A świat nie byłby lepszy, gdyby w takich sytuacjach brać na klatę??? Zawiniłem, przyznaję się do błędu... ale nie, trzeba kombinować.
... Dobrym można być dla drugiego dobrego, ale to sie odrazu czuje. ....
Jeszcze się zdziwisz. Mam swoje lata, byłem w armii, jak z podoficerki pojechałem na liniówkę, spotkałem tam jednego super człowieka, który okazał się hujem, oraz huja, który okazał się super człowiekiem...
Hola hola panowie. Kto był pierwszy na rondzie to nie ma aż takiego istotnego znaczenia. To nie jest konkurs w stylu "kto ostatni na rondzie ten pedał". Osobowy nadjeżdżał z lewej strony i w tym konkretnym przypadku busiarz miał mozliwość zobaczenia go odpowiednio wcześnie i powinien ograniczyć zaufanie jak widział za szybko nadjezdzajace auto
Wszyscy oddajcie prawa jazdy. Wjeżdżając na rondo mam ustąpić tym, którzy są z mojej lewej strony (gdyż ruch odbywa się tylko w jednym kierunku)

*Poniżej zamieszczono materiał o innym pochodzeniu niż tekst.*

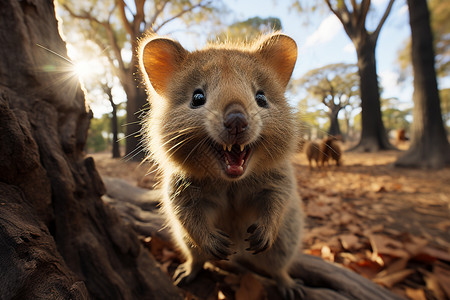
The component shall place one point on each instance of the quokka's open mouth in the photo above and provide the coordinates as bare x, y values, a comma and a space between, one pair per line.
234, 159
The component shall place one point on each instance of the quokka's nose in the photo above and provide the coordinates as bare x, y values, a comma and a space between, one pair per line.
235, 122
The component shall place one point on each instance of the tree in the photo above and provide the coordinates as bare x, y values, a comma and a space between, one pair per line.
335, 86
58, 240
249, 29
116, 26
429, 147
439, 16
353, 17
98, 80
445, 106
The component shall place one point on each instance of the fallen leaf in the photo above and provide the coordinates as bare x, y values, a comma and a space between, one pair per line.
442, 273
396, 266
432, 283
350, 241
317, 210
366, 268
444, 225
431, 254
391, 279
415, 294
382, 244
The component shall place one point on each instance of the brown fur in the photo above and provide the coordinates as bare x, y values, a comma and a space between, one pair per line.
253, 217
312, 150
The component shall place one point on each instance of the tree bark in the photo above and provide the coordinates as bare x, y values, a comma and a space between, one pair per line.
335, 129
114, 122
429, 144
58, 240
136, 106
373, 135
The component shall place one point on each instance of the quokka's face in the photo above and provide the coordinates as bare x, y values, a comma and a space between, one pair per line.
219, 112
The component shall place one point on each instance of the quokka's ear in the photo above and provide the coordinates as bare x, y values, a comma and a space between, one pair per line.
159, 58
280, 53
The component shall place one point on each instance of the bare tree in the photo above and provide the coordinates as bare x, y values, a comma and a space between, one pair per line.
353, 18
335, 85
98, 21
430, 147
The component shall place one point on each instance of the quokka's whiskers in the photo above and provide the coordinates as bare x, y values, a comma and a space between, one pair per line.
177, 146
265, 147
180, 134
139, 148
203, 141
136, 133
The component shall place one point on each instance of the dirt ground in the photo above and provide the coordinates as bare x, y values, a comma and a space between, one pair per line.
391, 225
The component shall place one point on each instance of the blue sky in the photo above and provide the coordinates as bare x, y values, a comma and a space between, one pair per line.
322, 40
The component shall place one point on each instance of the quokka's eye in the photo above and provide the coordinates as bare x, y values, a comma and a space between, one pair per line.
261, 99
198, 98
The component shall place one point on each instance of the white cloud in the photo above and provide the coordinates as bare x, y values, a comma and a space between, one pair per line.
349, 48
379, 2
389, 82
404, 10
326, 31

Merc mial czysto. Bus się wyebal przed merca, wina busa. To że merc nawet nie zwolnił dojeżdżając do ronda nie ma znaczenia. Nie ma tam znaku stop.
Wszyscy oddajcie prawa jazdy. Wjeżdżając na rondo mam ustąpić tym, którzy są z mojej lewej strony (gdyż ruch odbywa się tylko w jednym kierunku)
Merc mial czysto. Bus się wyebal przed merca, wina busa. To że merc nawet nie zwolnił dojeżdżając do ronda nie ma znaczenia. Nie ma tam znaku stop.